Izlas Latin Cuisine restaurant is approaching its one-year anniversary. Only this year, the restaurant’s traditional business operations might be shuttered during the celebration.

That’s because on Monday Mayor Jim Kenney is expected to announce a partial coronavirus shutdown that puts a pause on gym, movie theater and indoor dining operations just two months after restaurants were allowed to use their dining spaces again.

It’s been a rollercoaster year for Izlas, said co-owner Christina Mclendon. A few months after their November 2019 launch, they had to reconfigure the business.

“We were a nightclub first before anything,” said Mclendon, 31. “Since COVID hit, we just had to become strictly a restaurant. So we had to go through the transition of that.”

Philadelphia first shuttered its restaurant and retail scene in mid-March, when daily coronavirus positivity rates were at about 12% and the city was conducting fewer than 1,000 tests a day.

On Friday, Philadelphia logged a record-breaking 1,100 COVID-19 cases, and last week the city recorded a positivity rate of about 16% with more than 4,000 tests performed. COVID-related hospital admissions and death rates, though, remain far behind the spike in cases.

Compared to other big cities, Philadelphia has the second-highest COVID-19 positivity rate behind Chicago. The city’s impending partial shutdown is designed to mitigate the spread of the coronavirus and to remind residents to take the pandemic seriously.

New food businesses like Izlas had to pivot from fine dining and bar-heavy menus to food offerings more suitable for delivery. The restaurant’s first days after the coronavirus shutdown were dull, Mclendon said.

“When we first opened back up from COVID … we had days where I would sleep in here on this little couch,” she said, referring to a booth in the dining area. “We probably had three, four orders a day.”
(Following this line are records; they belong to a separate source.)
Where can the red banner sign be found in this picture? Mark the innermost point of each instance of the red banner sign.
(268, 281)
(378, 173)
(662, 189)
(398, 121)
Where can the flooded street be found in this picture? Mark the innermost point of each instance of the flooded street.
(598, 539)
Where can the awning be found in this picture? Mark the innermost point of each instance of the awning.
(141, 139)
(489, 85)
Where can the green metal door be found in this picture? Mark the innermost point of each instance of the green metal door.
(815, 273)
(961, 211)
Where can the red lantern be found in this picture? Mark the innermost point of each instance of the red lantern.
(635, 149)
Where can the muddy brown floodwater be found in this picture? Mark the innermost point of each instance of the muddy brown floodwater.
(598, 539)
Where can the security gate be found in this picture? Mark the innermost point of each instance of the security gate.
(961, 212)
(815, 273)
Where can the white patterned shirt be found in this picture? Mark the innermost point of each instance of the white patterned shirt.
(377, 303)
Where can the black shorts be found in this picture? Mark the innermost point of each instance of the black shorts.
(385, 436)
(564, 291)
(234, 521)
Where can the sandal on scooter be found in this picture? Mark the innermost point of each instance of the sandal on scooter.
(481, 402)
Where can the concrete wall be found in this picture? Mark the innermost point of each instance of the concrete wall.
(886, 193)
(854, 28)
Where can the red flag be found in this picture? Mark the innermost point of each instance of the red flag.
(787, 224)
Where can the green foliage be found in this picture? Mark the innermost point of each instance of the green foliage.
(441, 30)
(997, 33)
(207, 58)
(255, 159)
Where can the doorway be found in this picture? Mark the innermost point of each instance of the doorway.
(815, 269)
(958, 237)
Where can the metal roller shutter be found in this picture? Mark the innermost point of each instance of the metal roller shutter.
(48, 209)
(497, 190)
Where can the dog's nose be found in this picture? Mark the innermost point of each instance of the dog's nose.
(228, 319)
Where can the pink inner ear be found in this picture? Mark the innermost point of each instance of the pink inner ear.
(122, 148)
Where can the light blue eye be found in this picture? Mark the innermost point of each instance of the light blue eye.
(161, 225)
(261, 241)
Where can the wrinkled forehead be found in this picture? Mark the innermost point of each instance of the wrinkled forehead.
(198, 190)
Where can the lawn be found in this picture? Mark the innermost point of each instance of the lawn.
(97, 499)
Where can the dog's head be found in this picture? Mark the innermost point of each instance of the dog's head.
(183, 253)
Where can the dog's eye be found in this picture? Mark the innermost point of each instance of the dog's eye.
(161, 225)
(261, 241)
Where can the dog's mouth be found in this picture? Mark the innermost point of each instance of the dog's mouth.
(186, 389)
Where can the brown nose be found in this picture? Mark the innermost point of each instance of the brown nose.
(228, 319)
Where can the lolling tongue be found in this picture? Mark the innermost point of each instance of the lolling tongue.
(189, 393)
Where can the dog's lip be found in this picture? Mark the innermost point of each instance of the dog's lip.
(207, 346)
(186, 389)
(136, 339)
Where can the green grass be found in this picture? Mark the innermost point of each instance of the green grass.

Eventually, though, they adjusted.

“Now, we’re guaranteed to come in here and really have to work,” she said.

Mclendon said she’s confident her Latin-American restaurant will survive the winter, even with a shutdown. They plan to comply with whatever the mayor mandates.

“I don’t feel like we’ll do bad if we do shut back down,” she said. “I feel like we kind of established our pickup and delivery and stuff.”

It’s her hope, she said, that other businesses can do the same.